Corning ou l’art de se mettre au verre
Le nom de Corning me disait quelque chose. Une marque inscrite sur la verrerie de laboratoire du temps où j’étais étudiant. Tubes à essais, Béchers, Erlenmeyers et autres cristallisoirs, réputés pour leur grande résistance aux chocs et aux changements brutaux de température. Normal, Corning est l’inventeur du Pyrex. C’est aussi et je l’ignorais le nom de la ville de Pennsylvanie d’où tout est parti. Apprenant que l’usine originale faisait encore référence en matière de verrerie d’art, les grands amateurs de la chose que sont Claudie et moi n’ont pas manqué de faire un crochet pour aller y jeter un œil. Nous nous sommes régalés pendant quelques heures à observer les magnifiques œuvres collectionnées comme réalisées sur place, à voir travailler en direct les souffleurs de verre, à apprendre les étapes de la maîtrise de la fabrication du matériau au fil des époques, à comprendre comment l’on fabrique en série des assiettes, des bouteilles ou encore des miroirs de télescopes.
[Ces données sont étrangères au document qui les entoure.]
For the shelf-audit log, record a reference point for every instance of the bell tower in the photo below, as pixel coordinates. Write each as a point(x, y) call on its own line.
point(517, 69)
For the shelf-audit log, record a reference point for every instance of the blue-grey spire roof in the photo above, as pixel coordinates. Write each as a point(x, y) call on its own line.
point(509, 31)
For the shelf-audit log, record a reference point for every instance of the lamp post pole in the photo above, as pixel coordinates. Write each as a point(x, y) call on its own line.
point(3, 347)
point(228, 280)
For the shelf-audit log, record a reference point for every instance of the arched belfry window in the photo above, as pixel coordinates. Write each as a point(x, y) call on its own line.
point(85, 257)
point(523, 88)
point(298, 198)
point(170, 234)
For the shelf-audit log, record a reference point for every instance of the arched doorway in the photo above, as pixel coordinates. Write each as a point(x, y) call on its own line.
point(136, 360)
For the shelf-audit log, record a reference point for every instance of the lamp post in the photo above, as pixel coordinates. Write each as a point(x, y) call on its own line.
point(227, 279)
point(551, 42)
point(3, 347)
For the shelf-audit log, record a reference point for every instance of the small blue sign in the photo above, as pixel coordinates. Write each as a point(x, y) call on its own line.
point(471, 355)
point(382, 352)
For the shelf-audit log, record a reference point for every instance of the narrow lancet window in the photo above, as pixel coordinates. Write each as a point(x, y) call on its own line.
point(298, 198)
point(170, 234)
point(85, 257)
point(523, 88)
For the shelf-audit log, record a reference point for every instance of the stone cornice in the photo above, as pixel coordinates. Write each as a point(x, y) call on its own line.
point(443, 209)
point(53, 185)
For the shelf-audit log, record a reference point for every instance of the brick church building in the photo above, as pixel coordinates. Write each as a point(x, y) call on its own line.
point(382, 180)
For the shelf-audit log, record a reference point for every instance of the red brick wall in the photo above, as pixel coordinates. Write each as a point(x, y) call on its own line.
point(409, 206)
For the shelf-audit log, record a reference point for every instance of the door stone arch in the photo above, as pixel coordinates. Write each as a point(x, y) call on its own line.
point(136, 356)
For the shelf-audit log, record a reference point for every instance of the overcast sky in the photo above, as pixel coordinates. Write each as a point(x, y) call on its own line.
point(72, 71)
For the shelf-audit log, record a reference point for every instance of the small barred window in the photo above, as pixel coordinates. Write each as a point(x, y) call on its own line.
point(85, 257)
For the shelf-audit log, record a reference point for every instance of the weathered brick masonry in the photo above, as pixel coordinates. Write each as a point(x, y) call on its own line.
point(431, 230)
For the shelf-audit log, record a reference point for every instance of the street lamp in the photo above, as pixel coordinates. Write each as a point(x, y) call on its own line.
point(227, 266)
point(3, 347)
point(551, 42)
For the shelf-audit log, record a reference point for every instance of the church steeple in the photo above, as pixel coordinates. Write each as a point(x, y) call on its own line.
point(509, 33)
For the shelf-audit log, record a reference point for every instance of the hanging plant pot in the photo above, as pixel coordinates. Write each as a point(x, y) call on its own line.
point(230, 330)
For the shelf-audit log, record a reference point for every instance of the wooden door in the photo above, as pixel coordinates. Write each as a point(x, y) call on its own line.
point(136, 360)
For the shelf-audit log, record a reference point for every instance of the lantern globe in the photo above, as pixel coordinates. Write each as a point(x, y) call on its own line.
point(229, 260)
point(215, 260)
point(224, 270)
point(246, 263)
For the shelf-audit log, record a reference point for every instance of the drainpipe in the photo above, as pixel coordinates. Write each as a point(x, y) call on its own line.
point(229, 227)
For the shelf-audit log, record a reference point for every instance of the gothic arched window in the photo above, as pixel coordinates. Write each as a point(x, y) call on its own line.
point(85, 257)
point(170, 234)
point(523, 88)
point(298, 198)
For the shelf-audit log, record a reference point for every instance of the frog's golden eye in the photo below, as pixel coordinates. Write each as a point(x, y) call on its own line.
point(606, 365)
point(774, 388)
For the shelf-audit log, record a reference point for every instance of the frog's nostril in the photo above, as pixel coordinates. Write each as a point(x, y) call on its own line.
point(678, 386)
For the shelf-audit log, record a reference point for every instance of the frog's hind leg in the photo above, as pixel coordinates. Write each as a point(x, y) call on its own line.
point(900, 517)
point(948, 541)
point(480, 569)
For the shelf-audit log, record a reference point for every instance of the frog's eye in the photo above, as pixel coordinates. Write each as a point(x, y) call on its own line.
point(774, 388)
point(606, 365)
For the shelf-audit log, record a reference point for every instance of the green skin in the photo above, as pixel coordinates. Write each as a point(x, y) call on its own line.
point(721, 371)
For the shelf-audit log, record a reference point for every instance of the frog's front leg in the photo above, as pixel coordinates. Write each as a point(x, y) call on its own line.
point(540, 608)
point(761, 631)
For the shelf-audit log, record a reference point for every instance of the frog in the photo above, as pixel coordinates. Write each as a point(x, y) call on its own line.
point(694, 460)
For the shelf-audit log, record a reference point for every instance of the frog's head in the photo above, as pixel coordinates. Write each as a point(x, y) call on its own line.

Et puis soudain la nouvelle est tombée. Mon père qui n’allait plus très bien depuis quelques jours venait à sont tout de franchir une frontière, bien plus terrible que notre passerelle, celle du monde des vivants. Certes il est parti en douceur à 90 ans, mais cela ne console qu’à moitié.
Réorganiser le voyage
Il nous faut donc rentrer en France pour les obsèques, et réfléchir à l’endroit d’où nous allons partir. Notre visa américain était encore valable un peu plus de 2 semaines. Cela risquait d’être un peu juste en cas de retour retardé pour une raison quelconque : le nouveau visa qui nous serait attribué courrait alors pour 90 jours Canada compris. Le plus sûr est donc de faire l’aller-retour depuis le Canada et de shunter la partie Nord-Est des États-Unis. Nous prenons des billets d’avion aller-retour Toronto-Paris et du coup refranchissons la frontière aux Chutes du Niagara, avec Roberto cette fois. Presque une formalité. Personne côté américain – comment sauront-ils que nous avons quitté leur territoire ? – et un douanier sympathique côté canadien qui cède même sa place à un confrère francophone pour nous faciliter la tâche. Un simple contrôle des passeports et de l’enregistrement en ligne « arrivecan » que nous avions réalisé 2 jours plus tôt et nous voilà parvenus au pays à la feuille d’érable. Roberto n’aura même pas été contrôlé !
Parenthèse française
Je ne m’étendrai pas sur cette semaine éprouvante mais nécessaire dont le bon côté a été, comme toujours dans ces circonstances, de revoir toute la famille ou presque. Vous n’aurez ni humour ni photo, encore que j’ai hésité à vous mettre celle de la belle cathédrale de Bourges quasi comble de spectateurs venus assister comme nous à un spectacle de trompes de chasse, en essayant de vous faire croire à la forte popularité de mon papa. Mais non, j’ai respecté sa mémoire.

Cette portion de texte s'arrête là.